4 Juin 2025
Vous reprendrez bien un petit scotch ?
Barthélemy Bompard et la Compagnie Kumulus donnaient hier au festival FURIES de Châlons en Champagne la toute première représentation de leur nouveau spectacle.
Une fascinante et passionnante adaptation du livre d’Edouard Louis.
Ou comment plonger de façon implacable les spectateurs de la place Foch dans cette lettre vivante à un père violent, lui-même broyé par la violence sociétale.

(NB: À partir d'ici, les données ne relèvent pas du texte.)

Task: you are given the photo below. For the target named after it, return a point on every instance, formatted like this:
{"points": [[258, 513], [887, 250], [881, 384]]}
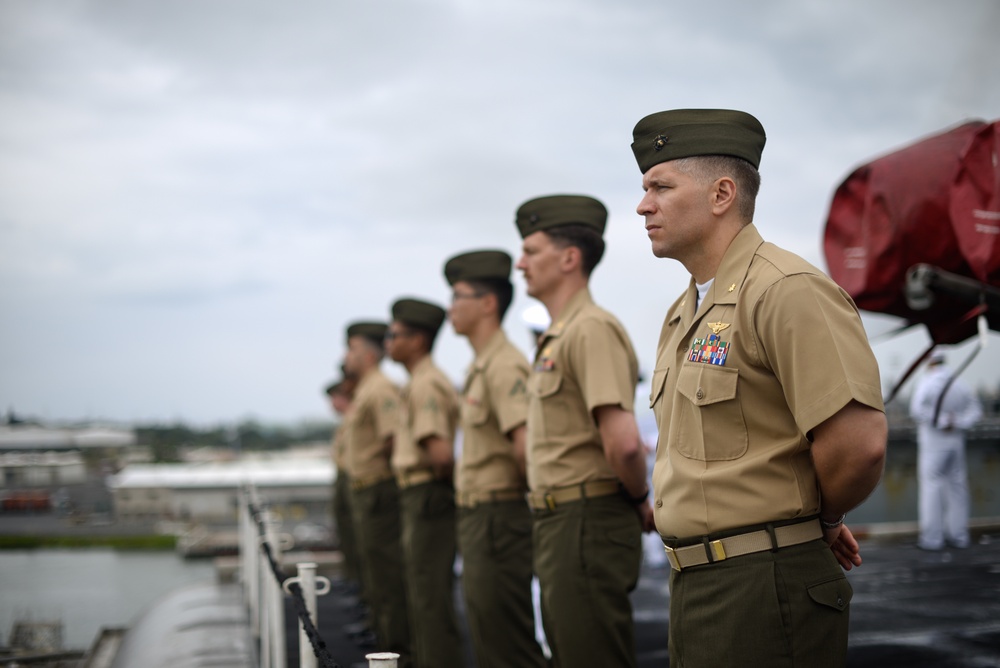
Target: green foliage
{"points": [[168, 441], [147, 542]]}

Au sol, une structure métallique en forme de cage. Tout autour, à une certaine distance, des petits piquets installés de façon circulaire.
Nous n’allons pas tarder à comprendre la fonction de tout ce dispositif.
Deux hommes.
Un fils, un père.
Ce dernier est dans son espace. Le premier s’adresse à lui.
Quentin Alberts va jeter à la figure du père les mots d’Edouard Louis.
Durant une heure et quart, le comédien va nous faire comprendre ce qu’a enduré son personnage, jeune, au sein de sa famille, la violence morale, la violence physique, générée par la misère, l'alcool et peut-être surtout l'ennui.
Il nous racontera ce père-ogre, qui n'avait pas les codes, qui n'avait pas à la naissance les pieds dans les bons starting-blocks, qui avait peur de voir l'intelligence et les compétences scolaires de son fils dépasser les siennes.
Qui a rejeté en bloc l'homosexualité de son fils. Qui ne voulait rien entendre à la différence.
Et puis le réquisitoire.
C'est le temps de la violence institutionnelle et surtout politique. La violence en amont des deux premières, la violence qu'il ne faut pas oublier, trop souvent passée sous silence.
Nous allons comprendre que le titre du livre et donc du spectacle n'est pas une question, mais bel et bien une affirmation. Sans point d'interrogation.
Le comédien va hurler des « noms illustres ».
Des noms qu'il faut avoir en permanence à l'esprit, pour ne pas les oublier, le nom de ceux qui ont fait en sorte d'arrêter de rembourser certains médicaments nécessaires au père d'Edouard Louis littéralement broyé dans son usine, de transformer le RMI en RSA, de promulguer la Loi-travail, le nom de celui qui parle des « fainéants », des « assistés », qui enlève 5 euros par mois aux plus démunis, qui oppose ceux qui portent un T-shirt ou un costume, dominés et dominants.
Chirac, Bertrand, Sarkozy, Hirsch, Hollande, Valls, El Khomry, Macron…
Durant tout le spectacle, Quentin Alberts se montre virulent et agressif verbalement. Il parvient parfaitement à faire passer le ressenti de l’auteur, tout ce qu’il a dû endurer…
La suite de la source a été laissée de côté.